From 660659123827b13b51fd329d3d4bf7175276e1eb Mon Sep 17 00:00:00 2001
From: zhuwenxing <wenxing.zhu@zilliz.com>
Date: Wed, 24 Nov 2021 11:57:15 +0800
Subject: [PATCH] [skip ci]Update chaos test (#12206)

Signed-off-by: zhuwenxing <wenxing.zhu@zilliz.com>
---
 .github/workflows/pod-failure-chaos-test.yaml |  8 ++++--
 .github/workflows/pod-kill-chaos-test.yaml    | 19 +++++++++-----
 tests/python_client/chaos/chaos_test.sh       | 26 +++++++++++--------
 tests/python_client/chaos/run.sh              |  8 ++++++
 .../chaos/scripts/hello_milvus.py             |  2 +-
 5 files changed, 42 insertions(+), 21 deletions(-)

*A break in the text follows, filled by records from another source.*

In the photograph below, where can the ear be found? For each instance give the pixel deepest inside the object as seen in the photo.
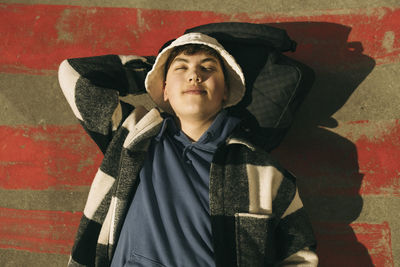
(165, 92)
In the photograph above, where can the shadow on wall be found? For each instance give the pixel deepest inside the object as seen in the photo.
(325, 163)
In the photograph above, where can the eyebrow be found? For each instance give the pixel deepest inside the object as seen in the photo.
(208, 59)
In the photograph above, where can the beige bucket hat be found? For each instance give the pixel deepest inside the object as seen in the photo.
(155, 78)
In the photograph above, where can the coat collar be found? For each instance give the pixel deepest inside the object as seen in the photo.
(141, 124)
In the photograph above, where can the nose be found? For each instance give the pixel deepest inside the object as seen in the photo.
(194, 76)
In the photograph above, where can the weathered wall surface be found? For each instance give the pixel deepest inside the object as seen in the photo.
(344, 146)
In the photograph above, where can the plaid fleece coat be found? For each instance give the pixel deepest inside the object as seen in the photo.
(257, 217)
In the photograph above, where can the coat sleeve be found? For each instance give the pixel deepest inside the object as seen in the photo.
(294, 236)
(93, 87)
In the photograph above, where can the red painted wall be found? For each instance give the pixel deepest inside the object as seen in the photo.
(338, 168)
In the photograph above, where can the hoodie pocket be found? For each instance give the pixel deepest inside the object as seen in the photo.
(254, 239)
(137, 260)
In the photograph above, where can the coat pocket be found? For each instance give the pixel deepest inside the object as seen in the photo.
(254, 239)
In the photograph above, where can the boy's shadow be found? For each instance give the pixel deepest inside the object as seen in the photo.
(326, 163)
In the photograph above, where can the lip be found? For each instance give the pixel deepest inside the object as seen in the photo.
(195, 90)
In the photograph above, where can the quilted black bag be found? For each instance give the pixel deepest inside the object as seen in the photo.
(276, 84)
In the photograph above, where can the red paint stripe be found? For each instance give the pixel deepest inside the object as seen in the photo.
(36, 38)
(64, 158)
(38, 231)
(346, 164)
(356, 245)
(56, 157)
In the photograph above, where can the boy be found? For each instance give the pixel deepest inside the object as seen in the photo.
(186, 187)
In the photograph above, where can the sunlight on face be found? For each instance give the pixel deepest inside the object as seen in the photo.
(195, 86)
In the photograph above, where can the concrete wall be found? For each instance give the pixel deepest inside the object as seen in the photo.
(344, 146)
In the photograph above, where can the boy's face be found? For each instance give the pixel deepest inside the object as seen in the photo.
(195, 86)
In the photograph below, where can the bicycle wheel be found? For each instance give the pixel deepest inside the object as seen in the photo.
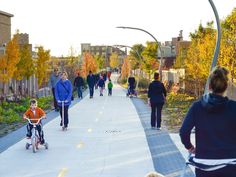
(33, 141)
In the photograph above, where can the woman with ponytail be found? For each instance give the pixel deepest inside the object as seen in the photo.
(214, 119)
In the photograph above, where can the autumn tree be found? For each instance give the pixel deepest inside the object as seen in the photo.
(8, 62)
(114, 60)
(228, 44)
(199, 57)
(150, 63)
(43, 56)
(126, 68)
(89, 64)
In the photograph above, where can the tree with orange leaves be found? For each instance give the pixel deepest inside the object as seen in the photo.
(125, 70)
(8, 62)
(89, 64)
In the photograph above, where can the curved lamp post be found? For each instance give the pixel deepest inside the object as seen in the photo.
(217, 48)
(158, 44)
(140, 58)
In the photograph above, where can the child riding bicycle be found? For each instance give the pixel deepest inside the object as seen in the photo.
(34, 113)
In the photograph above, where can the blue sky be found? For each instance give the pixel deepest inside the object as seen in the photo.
(58, 25)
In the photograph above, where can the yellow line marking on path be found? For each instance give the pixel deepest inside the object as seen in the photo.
(63, 172)
(80, 145)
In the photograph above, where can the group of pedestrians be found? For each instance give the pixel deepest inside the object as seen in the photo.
(93, 82)
(62, 90)
(213, 117)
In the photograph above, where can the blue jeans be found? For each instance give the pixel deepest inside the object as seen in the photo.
(79, 90)
(91, 90)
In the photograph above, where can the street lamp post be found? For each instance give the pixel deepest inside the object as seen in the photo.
(158, 44)
(217, 48)
(140, 58)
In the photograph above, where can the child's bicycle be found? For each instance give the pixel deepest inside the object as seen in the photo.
(131, 92)
(35, 139)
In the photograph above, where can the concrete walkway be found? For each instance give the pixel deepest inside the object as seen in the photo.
(105, 139)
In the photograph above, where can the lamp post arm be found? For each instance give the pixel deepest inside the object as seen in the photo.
(217, 48)
(159, 45)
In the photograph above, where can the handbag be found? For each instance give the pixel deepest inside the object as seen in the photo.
(72, 96)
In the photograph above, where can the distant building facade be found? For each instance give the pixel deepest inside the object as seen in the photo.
(172, 49)
(103, 50)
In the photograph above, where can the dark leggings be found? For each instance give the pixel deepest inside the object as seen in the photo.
(229, 171)
(66, 119)
(156, 114)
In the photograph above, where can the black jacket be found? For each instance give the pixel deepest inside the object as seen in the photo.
(91, 80)
(214, 118)
(78, 82)
(156, 92)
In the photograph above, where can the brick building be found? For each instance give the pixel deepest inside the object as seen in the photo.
(103, 50)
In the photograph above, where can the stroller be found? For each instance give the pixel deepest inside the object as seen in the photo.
(131, 91)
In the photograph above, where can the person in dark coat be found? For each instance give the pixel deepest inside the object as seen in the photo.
(63, 93)
(54, 78)
(214, 119)
(79, 84)
(156, 99)
(131, 85)
(91, 82)
(101, 85)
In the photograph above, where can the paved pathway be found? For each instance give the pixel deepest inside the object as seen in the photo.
(105, 138)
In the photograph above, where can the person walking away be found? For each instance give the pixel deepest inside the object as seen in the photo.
(34, 113)
(213, 117)
(109, 85)
(91, 83)
(131, 85)
(156, 99)
(79, 84)
(54, 78)
(101, 85)
(63, 93)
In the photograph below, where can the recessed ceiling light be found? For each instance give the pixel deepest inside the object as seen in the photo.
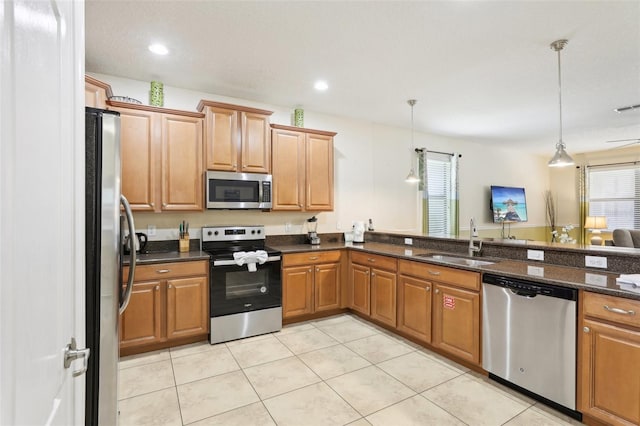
(321, 85)
(158, 49)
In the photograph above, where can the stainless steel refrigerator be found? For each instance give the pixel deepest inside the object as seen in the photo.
(106, 297)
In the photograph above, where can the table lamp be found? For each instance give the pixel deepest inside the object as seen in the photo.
(596, 223)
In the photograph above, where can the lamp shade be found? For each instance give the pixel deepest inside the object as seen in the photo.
(596, 222)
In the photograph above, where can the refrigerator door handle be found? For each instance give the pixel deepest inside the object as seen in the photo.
(132, 249)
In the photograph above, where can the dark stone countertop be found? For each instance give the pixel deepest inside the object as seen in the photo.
(169, 256)
(580, 278)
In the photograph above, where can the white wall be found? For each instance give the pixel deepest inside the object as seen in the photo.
(371, 162)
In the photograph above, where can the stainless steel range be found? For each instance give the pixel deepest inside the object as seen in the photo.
(245, 282)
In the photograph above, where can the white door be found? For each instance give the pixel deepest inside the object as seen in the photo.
(42, 214)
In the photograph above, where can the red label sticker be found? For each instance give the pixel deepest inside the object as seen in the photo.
(449, 302)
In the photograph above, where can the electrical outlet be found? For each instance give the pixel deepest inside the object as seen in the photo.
(595, 262)
(535, 254)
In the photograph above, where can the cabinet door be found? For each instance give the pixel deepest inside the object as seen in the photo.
(383, 296)
(187, 307)
(609, 380)
(141, 322)
(222, 139)
(139, 157)
(456, 322)
(182, 176)
(256, 143)
(319, 173)
(297, 291)
(359, 294)
(414, 307)
(288, 170)
(327, 287)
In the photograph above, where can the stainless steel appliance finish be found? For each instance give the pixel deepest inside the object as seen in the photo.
(104, 297)
(228, 190)
(529, 337)
(245, 300)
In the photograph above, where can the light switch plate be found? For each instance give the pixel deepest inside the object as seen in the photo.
(595, 262)
(535, 254)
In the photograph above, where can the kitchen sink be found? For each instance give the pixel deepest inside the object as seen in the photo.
(456, 260)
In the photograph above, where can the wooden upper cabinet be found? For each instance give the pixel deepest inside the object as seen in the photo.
(288, 170)
(302, 162)
(139, 157)
(181, 163)
(96, 92)
(237, 138)
(161, 157)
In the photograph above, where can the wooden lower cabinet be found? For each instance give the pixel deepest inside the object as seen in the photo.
(359, 289)
(456, 322)
(383, 296)
(608, 360)
(310, 283)
(169, 303)
(414, 307)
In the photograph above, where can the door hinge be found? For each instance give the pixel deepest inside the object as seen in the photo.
(71, 353)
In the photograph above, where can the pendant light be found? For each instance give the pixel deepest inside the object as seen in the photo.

 create mode 100644 tests/python_client/chaos/run.sh

diff --git a/.github/workflows/pod-failure-chaos-test.yaml b/.github/workflows/pod-failure-chaos-test.yaml
index 3d5964a445..0a990d9d23 100644
--- a/.github/workflows/pod-failure-chaos-test.yaml
+++ b/.github/workflows/pod-failure-chaos-test.yaml
@@ -86,7 +86,7 @@ jobs:
           sed -i "s/ALL_CHAOS_YAMLS =.*/ALL_CHAOS_YAMLS = \'chaos_${{ matrix.pod }}_pod_failure.yaml\'/g" constants.py
           sed -i "s/CHAOS_DURATION =.*/CHAOS_DURATION = 80/g" constants.py
           cat constants.py
-          pytest -s -v test_chaos.py --host 127.0.0.1
+          pytest -s -v test_chaos.py --host 127.0.0.1 --log-cli-level=INFO
 
       - name: Milvus E2E Test
         timeout-minutes: 5
@@ -95,6 +95,8 @@ jobs:
         working-directory: tests/python_client/chaos
         run: |
           kubectl get pod -n chaos-testing
+          kubectl wait --for=condition=Ready pod -l app.kubernetes.io/instance=milvus-chaos -n chaos-testing --timeout=360s
+          kubectl wait --for=condition=Ready pod -l release=milvus-chaos -n chaos-testing --timeout=360s          
           python hello_milvus.py
 
       - name: Data Consist Test
@@ -103,7 +105,7 @@ jobs:
         shell: bash
         working-directory: tests/python_client/chaos
         run: |
-          pytest -s -v test_chaos_data_consist.py --host 127.0.0.1
+          pytest -s -v test_chaos_data_consist.py --host 127.0.0.1 --log-cli-level=INFO
 
       - name: Milvus E2E Test
         timeout-minutes: 5
@@ -112,6 +114,8 @@ jobs:
         working-directory: tests/python_client/chaos
         run: |
           kubectl get pod -n chaos-testing
+          kubectl wait --for=condition=Ready pod -l app.kubernetes.io/instance=milvus-chaos -n chaos-testing --timeout=360s
+          kubectl wait --for=condition=Ready pod -l release=milvus-chaos -n chaos-testing --timeout=360s          
           python hello_milvus.py
 
       - name: Export logs
diff --git a/.github/workflows/pod-kill-chaos-test.yaml b/.github/workflows/pod-kill-chaos-test.yaml
index 992f5bb343..f00e7d65b3 100644
--- a/.github/workflows/pod-kill-chaos-test.yaml
+++ b/.github/workflows/pod-kill-chaos-test.yaml
@@ -85,13 +85,13 @@ jobs:
           sed -i "s/TESTS_CONFIG_LOCATION =.*/TESTS_CONFIG_LOCATION = \'chaos_objects\/pod_kill\/'/g" constants.py
           sed -i "s/ALL_CHAOS_YAMLS =.*/ALL_CHAOS_YAMLS = \'chaos_${{ matrix.pod }}_pod_kill.yaml\'/g" constants.py
           cat constants.py
-          timeout 14m pytest -s -v test_chaos.py --host 127.0.0.1 || echo "chaos test failed"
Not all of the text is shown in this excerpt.